While Scoville supports fully remote work, their office in Tokyo is regularly filled with people. Ellen said, “I quite like going to the office and I don’t really like being in my house all the time, so I go in maybe three times a week. The business team, who are in charge of sales, marketing, and client relations, are usually in everyday. And we share an office with our Japanese sister company, RECCOO, so they’re always there as well.”
Both English and Japanese are used regularly at Scoville. It’s typically dependent on the people in the conversation, with Ellen’s team mainly speaking in English (due to team members being more proficient in it). She said, “Everyone on my team speaks great English, but our domain is all in Japanese by definition. We have the business team, and most of them have some level of English, but not all of them feel comfortable conversing or explaining business domain knowledge in English. So we always have Japanese looped into whole team communications, or the product manager doing translation of domain context from Japanese to English.”
The other thing worth mentioning is that everybody is offered either Japanese or English lessons depending on their language. So I’m taking Japanese lessons once a week.
Scoville also supports its developers with half a day of self-directed study time every week or sprint. While Ellen generally focuses on technologies related to her work, she said it’s used “for self study or development of whatever you want, that could be studying a technical solution to an issue you’re facing on your project, or studying a technology you don’t actually use on your project at all. I know there was someone who was interested in Elixir and decided to use their study time to write a hobby project in it.”
It’s not just upskilling that Scoville is invested in, employees are also able to apply for funding for their hobbies via company clubs.
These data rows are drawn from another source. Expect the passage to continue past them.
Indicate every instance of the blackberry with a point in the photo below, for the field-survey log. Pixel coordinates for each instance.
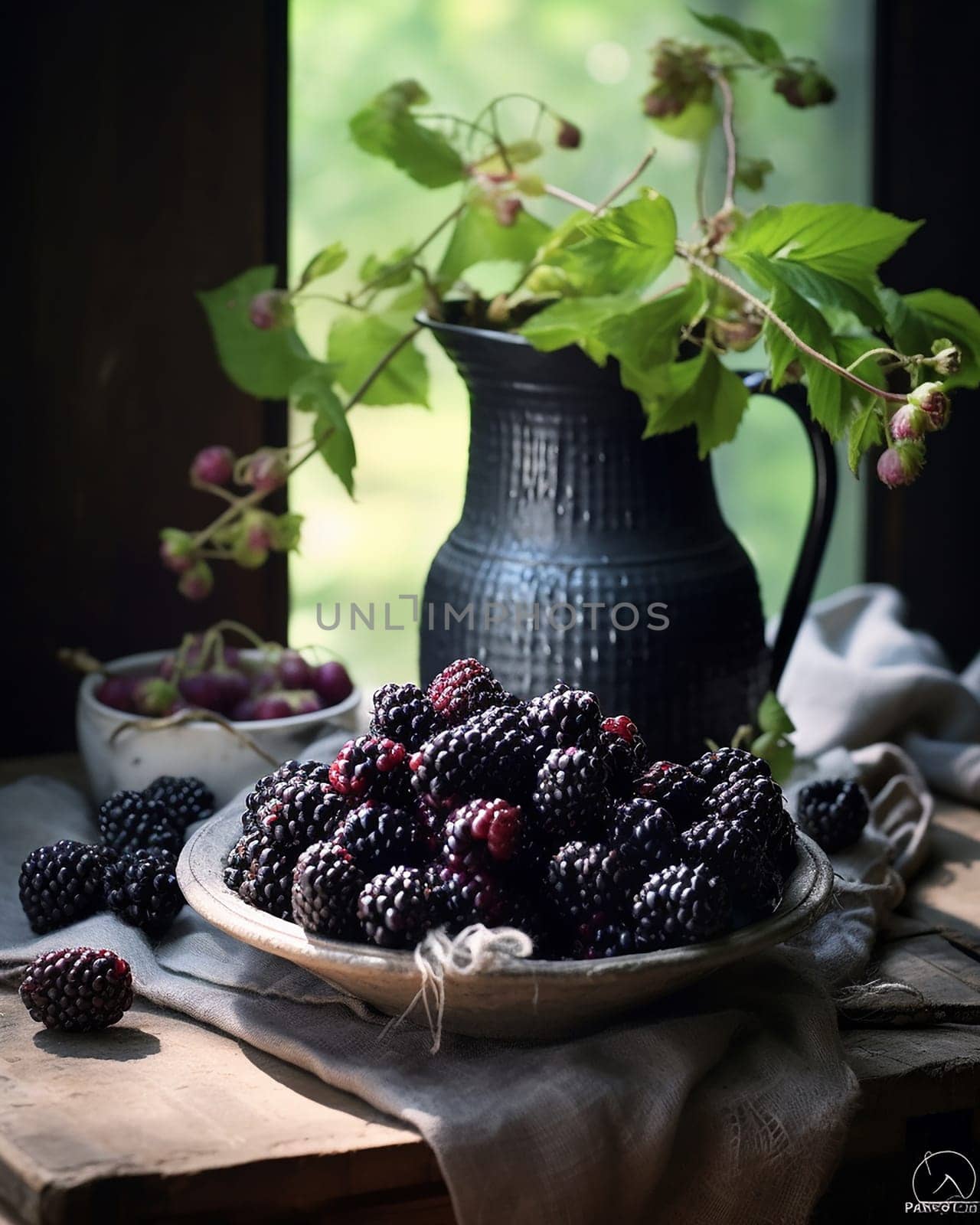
(63, 884)
(239, 859)
(606, 940)
(289, 772)
(570, 792)
(729, 766)
(463, 689)
(77, 989)
(680, 906)
(625, 753)
(404, 714)
(466, 896)
(561, 718)
(759, 804)
(733, 851)
(833, 812)
(300, 810)
(483, 833)
(371, 767)
(129, 821)
(396, 908)
(677, 789)
(379, 836)
(185, 799)
(269, 880)
(587, 885)
(484, 755)
(326, 887)
(646, 836)
(141, 890)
Ellen said, “We have a lot of self-organised events. That can be something casual, or you can make an official company club and get funding from the company to do your activity. It makes it clear that anyone is welcome to join. We’ve got a fishing club, lots of sports clubs like table tennis, baseball, we started bouldering, we have a werewolf club - you know, the party game - so yeah, you can really do almost any kind of activity.”
In summarising what makes Scoville unique and why developers should consider joining, Ellen highlighted the positive culture, technical challenges and the learning opportunities. She emphasised, “If the important thing to you is culture and trust, and a friendly atmosphere that doesn’t stand on formalities, but you’re not looking to compromise on the technical side, I think it’s a great chance to have both of those things. There’s loads of great knowledge and experiences within the company, and you’ll get the most out of it if you’re willing to seek people out and ask for their input or advice.”